Surtout, qu’en sera-t-il lorsque la procédure Omnibus aura été menée à son terme, dans le cas où elle aboutit à l’adoption d’une Directive « CS3D », substantiellement moins contraignante que la loi française sur le devoir de vigilance, à l’instar de la proposition de la Commission européenne ? Un tel recul ne serait pas conforme aux principes du droit européen [17], outre qu’il porterait directement atteinte à la substance même de la loi française et à l’intention du législateur qui a souhaité que la prévention de la survenance de dommages soit au cœur de la démarche de vigilance [18].


[1] Loi n° 2017-399 du 27 mars 2017, relative au devoir de vigilance des sociétés mères et des entreprises donneuses d'ordre N° Lexbase : L6250MSB, codifiée aux articles L. 225-102-1 N° Lexbase : L5328MKK et L. 225-102-2 N° Lexbase : L5329MKL du Code de commerce.

[2] TJ Paris, 5 décembre 2023, n° 21/15827 N° Lexbase : A670217D.  

[3] CA de Paris, communiqué de presse, 18 janvier 2024 [en ligne].

[4] C. com., art. L. 225-102-1, 1°, 2°, 4° et 5° N° Lexbase : L5328MKK.

[5] J.-B. Barbiéri et A. Touzain, Premier arrêt au fond sur le devoir de vigilance : comme une lettre à la poste, JCP G, 2025, n° 29-34, act. 921.

[6] B. Parance, Affaire de La Poste : la consécration d’un contrôle étendu du juge civil sur la mise en œuvre du devoir de vigilance », 27 juin 2025 [en ligne].

[7] J.-B. Barbiéri et A. Touzain, préc..

[8] CA Paris, 5-12, 18 juin 2024, n° 21/22319 N° Lexbase : A88665I9.

[9] Directive (UE) n° 2024/1760 du Parlement européen et du Conseil du 13 juin 2024, sur le devoir de vigilance des entreprises en matière de durabilité N° Lexbase : L0909MNY.

[10] CA Paris, 5-12, 18 juin 2024, n° 23/14348 N° Lexbase : A88385I8.  

[11] V. par ex. la position du rapporteur D. Potier, dans les observations du Gouvernement sur la loi relative au devoir de vigilance des sociétés mères et des entreprises donneuses d’ordre, JORF n° 0074 du 28 mars 2017 ; P. Abadie, Propos introductifs. Le clair-obscur de l'intention du législateur sur la place et le rôle du juge dans la loi sur le devoir de vigilance : analyse à partir des travaux parlementaires », Rev. Lamy dr. aff., février 2024, n° 200 ; F-.G. Trébulle, Propos conclusifs. Juger la conduite des entreprises et leur rapport aux risques auxquels elles contribuent, in Acte du colloque : Le juge et le devoir de vigilance, ENM, juillet 2023, Rev. Lamy dr. aff., février 2024, n° 200.
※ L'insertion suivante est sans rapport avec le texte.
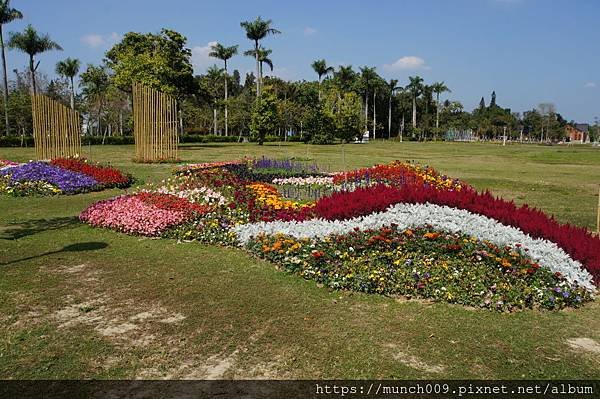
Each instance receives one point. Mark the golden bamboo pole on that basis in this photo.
(155, 124)
(598, 216)
(56, 128)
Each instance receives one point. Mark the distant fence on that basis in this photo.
(460, 135)
(56, 128)
(154, 125)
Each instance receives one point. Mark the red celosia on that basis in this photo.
(172, 203)
(579, 243)
(103, 174)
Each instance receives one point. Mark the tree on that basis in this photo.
(482, 104)
(256, 31)
(224, 53)
(69, 68)
(367, 78)
(344, 111)
(160, 61)
(262, 55)
(344, 78)
(94, 86)
(415, 88)
(393, 87)
(31, 43)
(7, 15)
(264, 115)
(438, 88)
(321, 68)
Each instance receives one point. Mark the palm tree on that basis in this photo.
(344, 77)
(224, 53)
(367, 77)
(7, 15)
(321, 68)
(393, 87)
(439, 88)
(262, 54)
(256, 31)
(31, 43)
(415, 88)
(213, 75)
(69, 68)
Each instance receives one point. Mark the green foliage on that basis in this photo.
(345, 112)
(160, 61)
(264, 115)
(319, 127)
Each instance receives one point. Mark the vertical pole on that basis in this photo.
(598, 217)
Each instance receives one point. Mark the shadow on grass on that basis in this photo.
(17, 230)
(78, 247)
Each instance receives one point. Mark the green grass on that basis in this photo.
(98, 309)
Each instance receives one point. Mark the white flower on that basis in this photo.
(443, 218)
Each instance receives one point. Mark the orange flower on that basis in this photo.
(431, 236)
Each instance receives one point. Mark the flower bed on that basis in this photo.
(474, 249)
(60, 176)
(423, 263)
(147, 214)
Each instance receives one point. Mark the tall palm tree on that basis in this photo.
(367, 78)
(262, 54)
(321, 68)
(344, 77)
(7, 15)
(32, 43)
(69, 68)
(415, 88)
(214, 75)
(393, 87)
(439, 88)
(256, 31)
(224, 53)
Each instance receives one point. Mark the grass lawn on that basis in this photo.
(78, 302)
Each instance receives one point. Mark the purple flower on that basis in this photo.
(65, 180)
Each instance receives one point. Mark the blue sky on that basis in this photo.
(528, 51)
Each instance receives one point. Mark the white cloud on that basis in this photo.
(309, 31)
(407, 62)
(94, 40)
(200, 57)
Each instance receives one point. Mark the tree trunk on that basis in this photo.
(5, 83)
(414, 111)
(72, 94)
(319, 88)
(390, 117)
(226, 113)
(215, 120)
(437, 111)
(367, 111)
(257, 69)
(374, 114)
(120, 122)
(402, 128)
(32, 72)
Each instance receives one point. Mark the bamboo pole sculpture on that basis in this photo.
(56, 129)
(154, 125)
(598, 216)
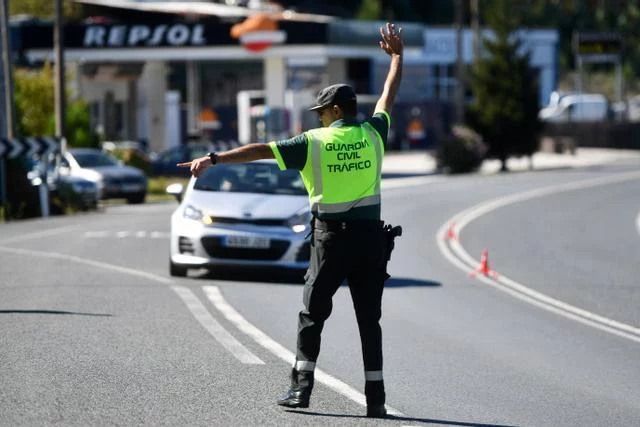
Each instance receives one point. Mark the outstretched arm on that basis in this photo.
(393, 45)
(242, 154)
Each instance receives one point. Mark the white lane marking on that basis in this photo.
(389, 183)
(141, 234)
(215, 296)
(461, 259)
(216, 330)
(262, 339)
(95, 234)
(38, 234)
(196, 308)
(55, 255)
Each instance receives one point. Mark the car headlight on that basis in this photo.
(300, 221)
(191, 212)
(78, 188)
[12] CA Paris, 5-12, 18 juin 2024, n° 23/14348 N° Lexbase : A88385I8

[13] C. com., art. L. 225-102-1 N° Lexbase : L2187AT8, en particulier.

[14] Directive (UE) n° 2024/1760 du Parlement européen et du Conseil du 13 juin 2024, sur le devoir de vigilance des entreprises en matière de durabilité N° Lexbase : L0909MNY.

[15] V. par ex. CJCE, 4 juillet 2006, aff. C-212/04, Adeneler e.a. N° Lexbase : A1488DQ8, § 123.

[16] Proposition de Directive n° 2025/0045, modifiant les Directives n° 2006/43/CE, n° 2013/34/UE, (UE) n° 2022/2464 et (UE) n° 2024/1760.

[17] V. C. Baldon, Potential legal challenges under EU law to the proposed Omnibus directive amending the CSRD and CSDDD, site Bladon Avocats, 23 juin 2025 [en ligne].

[18] V. par ex. la position du rapporteur D. Potier, dans les observations du Gouvernement sur la loi relative au devoir de vigilance des sociétés mères et des entreprises donneuses d’ordre, JORF n° 0074 du 28 mars 2017.